Shortly after, Pope Alexander visited Florence. The monks piled up a couple of bonfires, and offered to pass between them in proof of the truth of their allegation. He refused to permit the ordeal, and withdrew, leaving the bishop unconvicted, and therefore unrebuked.
The clergy of Florence now determined to demand of the bishop that he should either go through the ordeal himself, or suffer the monks to do so. As they went to the palace, the people hooted them: "Go, ye heretics, to a heretic! You who have driven Christ out of the city! You who adore Simon Magus as your God!"

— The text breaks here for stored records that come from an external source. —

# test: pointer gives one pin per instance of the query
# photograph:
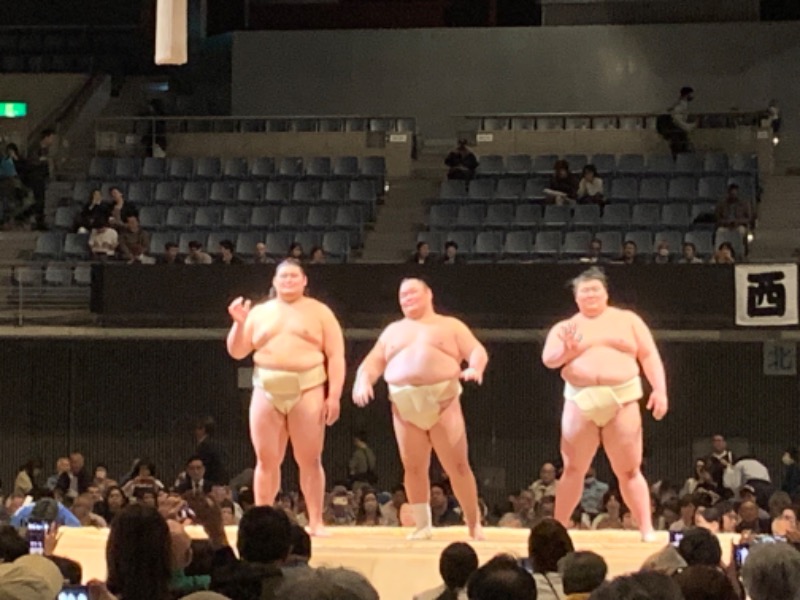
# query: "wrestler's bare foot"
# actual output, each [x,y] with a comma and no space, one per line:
[425,533]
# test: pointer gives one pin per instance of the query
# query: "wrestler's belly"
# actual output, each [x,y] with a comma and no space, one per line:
[421,364]
[288,353]
[600,366]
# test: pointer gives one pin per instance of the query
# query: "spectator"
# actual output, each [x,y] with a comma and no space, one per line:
[501,578]
[791,474]
[590,188]
[296,251]
[547,483]
[130,235]
[325,584]
[195,478]
[170,256]
[261,257]
[93,210]
[317,256]
[772,572]
[456,564]
[103,240]
[75,481]
[733,213]
[361,468]
[83,508]
[563,189]
[461,162]
[451,255]
[595,252]
[227,256]
[689,255]
[548,543]
[28,478]
[121,210]
[391,510]
[443,511]
[210,451]
[581,574]
[196,254]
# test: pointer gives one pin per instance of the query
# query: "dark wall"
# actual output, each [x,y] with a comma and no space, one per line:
[116,400]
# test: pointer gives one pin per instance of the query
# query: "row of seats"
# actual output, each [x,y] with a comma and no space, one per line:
[213,168]
[624,189]
[582,216]
[711,163]
[555,244]
[336,244]
[362,192]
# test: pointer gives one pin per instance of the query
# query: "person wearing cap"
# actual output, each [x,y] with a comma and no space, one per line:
[461,162]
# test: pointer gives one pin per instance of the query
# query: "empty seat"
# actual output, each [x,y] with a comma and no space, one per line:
[630,164]
[548,243]
[576,243]
[624,190]
[154,168]
[653,190]
[180,167]
[682,189]
[195,192]
[616,215]
[234,168]
[586,215]
[518,164]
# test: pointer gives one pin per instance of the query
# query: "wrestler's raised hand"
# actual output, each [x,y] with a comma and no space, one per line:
[362,392]
[239,309]
[658,404]
[471,374]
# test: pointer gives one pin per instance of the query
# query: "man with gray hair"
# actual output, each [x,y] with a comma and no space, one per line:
[772,572]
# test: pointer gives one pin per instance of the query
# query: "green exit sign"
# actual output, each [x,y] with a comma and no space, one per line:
[13,110]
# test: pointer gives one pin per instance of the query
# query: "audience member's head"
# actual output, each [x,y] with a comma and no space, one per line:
[548,543]
[265,535]
[139,554]
[701,582]
[582,572]
[501,579]
[457,562]
[772,572]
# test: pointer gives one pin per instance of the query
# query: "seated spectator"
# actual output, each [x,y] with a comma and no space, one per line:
[581,574]
[296,251]
[590,188]
[170,256]
[422,255]
[317,256]
[93,210]
[689,255]
[369,511]
[725,255]
[83,508]
[733,213]
[324,584]
[444,511]
[260,257]
[456,564]
[772,572]
[227,256]
[196,254]
[131,235]
[501,577]
[562,189]
[103,240]
[662,256]
[594,254]
[548,543]
[461,162]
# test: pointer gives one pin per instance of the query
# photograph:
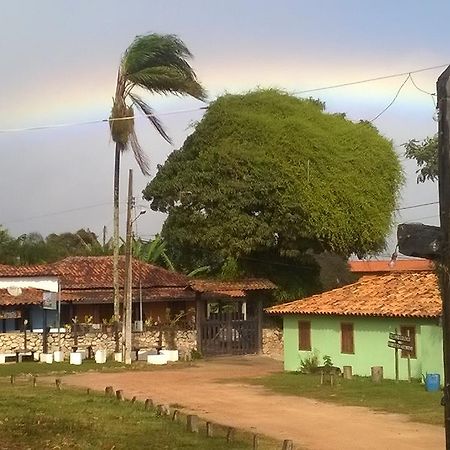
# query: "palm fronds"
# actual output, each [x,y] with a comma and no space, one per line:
[158,64]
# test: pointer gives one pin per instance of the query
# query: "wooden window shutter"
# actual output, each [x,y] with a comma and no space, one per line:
[347,341]
[412,333]
[304,335]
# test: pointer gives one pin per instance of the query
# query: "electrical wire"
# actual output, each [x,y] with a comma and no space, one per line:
[202,108]
[393,100]
[95,121]
[57,213]
[368,80]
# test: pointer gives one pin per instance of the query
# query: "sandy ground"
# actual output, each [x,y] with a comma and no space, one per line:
[204,390]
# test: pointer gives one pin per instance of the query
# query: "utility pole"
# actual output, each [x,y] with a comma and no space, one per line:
[128,275]
[443,92]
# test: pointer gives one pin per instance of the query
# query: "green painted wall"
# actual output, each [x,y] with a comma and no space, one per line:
[370,342]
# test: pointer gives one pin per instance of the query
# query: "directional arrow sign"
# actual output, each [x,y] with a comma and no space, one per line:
[399,337]
[407,348]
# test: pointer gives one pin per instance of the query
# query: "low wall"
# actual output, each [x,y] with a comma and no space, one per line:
[185,341]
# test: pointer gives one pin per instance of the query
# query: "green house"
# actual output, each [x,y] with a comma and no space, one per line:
[351,324]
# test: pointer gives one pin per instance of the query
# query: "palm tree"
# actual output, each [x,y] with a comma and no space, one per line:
[158,64]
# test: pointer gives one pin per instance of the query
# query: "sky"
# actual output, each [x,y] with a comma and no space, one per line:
[59,61]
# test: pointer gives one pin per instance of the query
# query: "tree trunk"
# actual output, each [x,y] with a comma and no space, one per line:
[116,242]
[116,247]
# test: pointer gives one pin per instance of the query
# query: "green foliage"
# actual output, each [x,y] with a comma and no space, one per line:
[268,176]
[327,363]
[269,170]
[426,155]
[157,63]
[309,364]
[44,418]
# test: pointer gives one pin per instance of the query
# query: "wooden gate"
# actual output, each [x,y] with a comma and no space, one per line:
[229,333]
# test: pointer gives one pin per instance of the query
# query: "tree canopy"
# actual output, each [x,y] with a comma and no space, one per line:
[268,172]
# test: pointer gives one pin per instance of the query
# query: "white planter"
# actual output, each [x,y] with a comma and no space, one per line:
[83,352]
[157,359]
[172,355]
[75,358]
[58,356]
[142,355]
[100,356]
[46,357]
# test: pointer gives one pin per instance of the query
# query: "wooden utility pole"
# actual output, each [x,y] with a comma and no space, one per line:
[443,92]
[128,276]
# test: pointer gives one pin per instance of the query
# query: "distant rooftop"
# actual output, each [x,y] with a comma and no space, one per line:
[383,266]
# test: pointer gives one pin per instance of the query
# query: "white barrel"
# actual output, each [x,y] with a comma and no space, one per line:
[172,355]
[100,356]
[58,356]
[46,357]
[157,359]
[76,358]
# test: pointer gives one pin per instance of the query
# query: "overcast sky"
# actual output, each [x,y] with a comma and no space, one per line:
[59,61]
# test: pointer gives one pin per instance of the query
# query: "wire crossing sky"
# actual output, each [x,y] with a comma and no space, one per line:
[375,61]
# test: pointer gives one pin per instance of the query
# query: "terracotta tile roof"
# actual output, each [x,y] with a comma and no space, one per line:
[89,296]
[28,296]
[232,288]
[402,294]
[38,270]
[95,272]
[400,265]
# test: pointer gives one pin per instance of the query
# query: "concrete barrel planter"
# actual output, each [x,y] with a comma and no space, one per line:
[157,359]
[76,358]
[46,357]
[58,356]
[100,356]
[172,355]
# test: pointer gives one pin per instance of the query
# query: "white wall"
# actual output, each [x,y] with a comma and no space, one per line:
[49,283]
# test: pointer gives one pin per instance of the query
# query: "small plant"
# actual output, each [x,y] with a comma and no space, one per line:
[327,363]
[309,364]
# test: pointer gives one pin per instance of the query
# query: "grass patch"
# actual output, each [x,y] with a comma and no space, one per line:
[44,418]
[402,397]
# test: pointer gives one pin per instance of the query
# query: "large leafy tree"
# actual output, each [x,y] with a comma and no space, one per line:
[157,64]
[267,177]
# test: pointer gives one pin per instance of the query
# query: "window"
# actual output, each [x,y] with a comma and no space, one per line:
[412,334]
[304,335]
[347,343]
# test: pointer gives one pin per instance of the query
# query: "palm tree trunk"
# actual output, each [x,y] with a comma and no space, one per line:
[116,234]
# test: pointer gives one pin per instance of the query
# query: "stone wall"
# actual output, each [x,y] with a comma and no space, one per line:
[185,341]
[272,342]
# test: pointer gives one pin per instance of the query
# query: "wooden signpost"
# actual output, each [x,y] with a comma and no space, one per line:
[401,342]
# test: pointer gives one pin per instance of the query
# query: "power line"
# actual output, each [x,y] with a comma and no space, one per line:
[202,108]
[95,121]
[393,100]
[368,80]
[57,213]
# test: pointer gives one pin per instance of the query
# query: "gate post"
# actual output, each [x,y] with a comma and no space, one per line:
[199,319]
[259,321]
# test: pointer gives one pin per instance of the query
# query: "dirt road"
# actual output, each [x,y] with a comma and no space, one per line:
[205,391]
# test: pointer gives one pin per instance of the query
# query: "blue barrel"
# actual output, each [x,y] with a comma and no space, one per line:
[432,382]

The bishop sullenly refused; he would neither establish his innocence in the fire, nor suffer the monks to convict him by the ordeal.
The Podesta of Florence then, with a high hand, drove from the town the clergy who had joined the monastic faction. They went forth on the first Saturday in Lent, 1067, amidst a sympathising crowd, composed mostly of women,[35] who tore off their veils, and with hair scattered wildly over their faces, threw themselves down in the road before the confessors, crying, "Alas! alas! O Christ, Thou art expelled this city, and how dost Thou leave us desolate? Thou art not tolerated here, and how can we live without Thee? Thou canst not dwell with Simon Magus. O holy Peter, didst thou once overcome Simon? and now dost thou permit him to have the mastery? We deemed him bound and writhing in infernal flames, and lo! he is loose, and risen again to thy dishonour."

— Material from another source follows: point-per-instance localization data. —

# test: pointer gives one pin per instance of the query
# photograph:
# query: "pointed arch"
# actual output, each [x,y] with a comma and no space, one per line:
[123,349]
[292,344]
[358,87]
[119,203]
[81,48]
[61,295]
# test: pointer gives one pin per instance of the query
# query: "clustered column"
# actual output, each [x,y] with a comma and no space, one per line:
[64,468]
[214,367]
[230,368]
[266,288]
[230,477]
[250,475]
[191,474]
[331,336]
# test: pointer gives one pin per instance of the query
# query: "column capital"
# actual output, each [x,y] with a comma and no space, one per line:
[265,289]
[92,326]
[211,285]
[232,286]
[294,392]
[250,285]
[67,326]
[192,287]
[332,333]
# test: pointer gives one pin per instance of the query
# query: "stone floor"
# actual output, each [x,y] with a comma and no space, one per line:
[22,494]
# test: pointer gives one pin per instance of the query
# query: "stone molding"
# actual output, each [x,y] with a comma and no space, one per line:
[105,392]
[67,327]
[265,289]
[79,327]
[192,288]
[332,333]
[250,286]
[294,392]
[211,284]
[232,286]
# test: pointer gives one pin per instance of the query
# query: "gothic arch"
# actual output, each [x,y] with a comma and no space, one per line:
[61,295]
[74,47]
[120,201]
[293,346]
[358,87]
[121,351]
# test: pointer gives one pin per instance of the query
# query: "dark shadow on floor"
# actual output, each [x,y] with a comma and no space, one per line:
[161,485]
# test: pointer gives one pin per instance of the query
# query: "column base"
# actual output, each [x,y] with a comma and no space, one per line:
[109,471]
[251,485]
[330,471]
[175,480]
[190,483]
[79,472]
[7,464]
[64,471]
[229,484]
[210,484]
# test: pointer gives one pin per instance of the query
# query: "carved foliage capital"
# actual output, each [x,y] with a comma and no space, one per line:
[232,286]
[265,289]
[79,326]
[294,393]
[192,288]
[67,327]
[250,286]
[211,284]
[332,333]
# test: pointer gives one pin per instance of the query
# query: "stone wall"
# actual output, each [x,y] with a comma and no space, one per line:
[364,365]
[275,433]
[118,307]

And the men said to one another, "Let us set fire to this accursed city, which hates Christ."[36]
The secular clergy were in dismay; denounced, deserted, threatened by the people, they sang no psalms, offered no masses. Unable to endure their position, they again visited the bishop, and entreated him to sanction the ordeal of fire. He refused, and requested the priests not to countenance such an unauthorised venture, should it be made. But the whole town was bent on seeing this ordeal tried, and on the Wednesday following, the populace poured to the monastery of St. Settimo. Two piles of sticks were heaped near the monastery gate, measuring ten feet long by five wide, and four and a half feet high. Between them lay a path the length of an arm in width.
Litanies were chanted whilst the piles were reared, and then the monks proceeded to elect one who was to undergo the fire. The lot fell on a priest named Peter, and St. John Gualberto ordered him at once to the altar to say mass. All assisted with great devotion, the people crying with excitement. At the Agnus Dei four monks, one with the crucifix, another with holy water, the third with twelve lighted tapers, the fourth with a full censer, proceeded to the pyres, and set them both on fire.